Aujourd’hui, les microservices sont de plus en plus utilisés pour construire des applications d’entreprise ; certainement parce que les retours sont très positifs. Il existe pourtant peu d’informations sur le sujet.

Cette série d’articles a pour objectif d’expliquer les microservices et d’en comprendre les implications et les usages.

Qu’est-ce qu’une architecture en microservices ?

L’architecture en microservices est une approche servant à concevoir une application unique basé sur un ensemble de petits services indépendants. Chaque microservice s’exécute dans un processus qui lui est propre et communique via un protocole léger, le plus souvent à base de ressource HTTP (tel que REST –REpresentational State Transfer- par exemple).

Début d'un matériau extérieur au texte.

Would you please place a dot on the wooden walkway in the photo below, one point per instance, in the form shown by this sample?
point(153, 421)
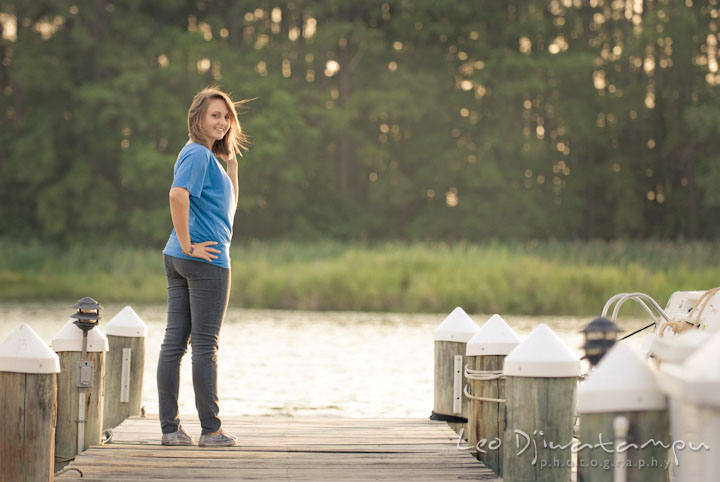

Grâce à une gestion centralisée et minimaliste, chaque microservice peut être écrit dans un langage qui lui est propre. Pour chaque microservice, en fonction de l’objectif auquel il doit répondre, il est donc possible d’aller au plus simple et d’utiliser les outils et langages les plus pertinents. L’approche en microservices est donc totalement inverse de l’approche monolithique, certes plus homogène car composée d’une seule et même technologie, mais qui entraîne un certain nombre de problèmes, de réécriture notamment.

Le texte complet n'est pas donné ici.